Wer ohne Plan losfährt, steht am Ende der Schicht an der Säule. Wer die fünf Faktoren kennt und konsequent anwendet, kann auch im Januar eine volle Schicht fahren. Das bedeutet nicht, dass jede Schicht ohne Zwischenladen auskommt. Es bedeutet, dass das Nachladen nicht zur Überraschung wird, sondern zu einem normalen Bestandteil des Arbeitstags.
Für die Kolleginnen und Kollegen heißt das: Das Fahrzeug ist im Winter kein anderes Auto, es verlangt aber eine andere Handhabung. Wer die Vorkonditionierung konsequent nutzt, die Wärmepumpe als Auswahlkriterium versteht, die Sitzheizung sinnvoll einsetzt und die Ladezeit in die Standzeit integriert, fährt auch im Februar 2026 eine normale Schicht.

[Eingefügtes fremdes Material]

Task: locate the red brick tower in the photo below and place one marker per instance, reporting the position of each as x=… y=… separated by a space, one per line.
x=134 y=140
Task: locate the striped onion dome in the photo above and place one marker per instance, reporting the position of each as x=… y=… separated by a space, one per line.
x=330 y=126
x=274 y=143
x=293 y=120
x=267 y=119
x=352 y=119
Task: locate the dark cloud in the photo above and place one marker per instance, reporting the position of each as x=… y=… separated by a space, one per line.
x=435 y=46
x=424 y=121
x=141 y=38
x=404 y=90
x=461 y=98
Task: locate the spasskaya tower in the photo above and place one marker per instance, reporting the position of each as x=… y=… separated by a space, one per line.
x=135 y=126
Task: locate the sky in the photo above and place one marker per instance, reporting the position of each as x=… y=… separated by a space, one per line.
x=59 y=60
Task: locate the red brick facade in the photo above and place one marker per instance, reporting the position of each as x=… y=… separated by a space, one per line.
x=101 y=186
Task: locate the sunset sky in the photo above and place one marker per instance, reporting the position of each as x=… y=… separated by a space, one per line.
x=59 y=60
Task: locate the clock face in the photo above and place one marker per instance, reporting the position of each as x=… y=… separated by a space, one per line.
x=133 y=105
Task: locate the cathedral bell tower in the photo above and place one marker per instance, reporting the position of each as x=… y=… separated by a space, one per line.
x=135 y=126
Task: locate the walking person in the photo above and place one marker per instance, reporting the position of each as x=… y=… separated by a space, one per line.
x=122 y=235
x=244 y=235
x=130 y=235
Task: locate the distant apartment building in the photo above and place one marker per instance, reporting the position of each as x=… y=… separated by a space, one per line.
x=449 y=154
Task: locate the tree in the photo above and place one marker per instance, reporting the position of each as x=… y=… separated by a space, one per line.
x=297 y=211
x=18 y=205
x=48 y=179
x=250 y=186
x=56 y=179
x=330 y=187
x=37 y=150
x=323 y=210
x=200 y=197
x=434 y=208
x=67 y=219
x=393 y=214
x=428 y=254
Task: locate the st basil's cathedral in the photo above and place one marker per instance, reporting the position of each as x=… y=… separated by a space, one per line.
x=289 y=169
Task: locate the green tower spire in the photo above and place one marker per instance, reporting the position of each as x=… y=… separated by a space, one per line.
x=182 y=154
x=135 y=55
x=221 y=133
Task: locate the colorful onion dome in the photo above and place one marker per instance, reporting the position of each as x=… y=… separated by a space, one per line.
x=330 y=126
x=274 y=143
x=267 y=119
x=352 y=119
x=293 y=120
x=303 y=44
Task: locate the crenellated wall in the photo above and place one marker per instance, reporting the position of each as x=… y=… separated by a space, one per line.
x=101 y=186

Wer das ignoriert, wird am Hauptbahnhof im Bereitstellungsraum erleben, dass die Anzeige schneller sinkt, als der Funker einen neuen Auftrag schicken kann. Am Ende bleibt eine einfache Rechnung: Die Reichweite eines E-Taxis im Winter ist planbar, wenn man die entscheidenden Faktoren kennt und die eigenen Erfahrungen ernst nimmt. Nicht jede Anzeige ist eine exakte Prognose, und kein Verbrauchswert gilt für jedes Fahrzeug. Aber Kälte, Heizung, Ladezustand und Fahrprofil sind keine Überraschungen.
Genau das ist der Unterschied zwischen einer Schicht, die reicht, und einer, die an der Säule endet.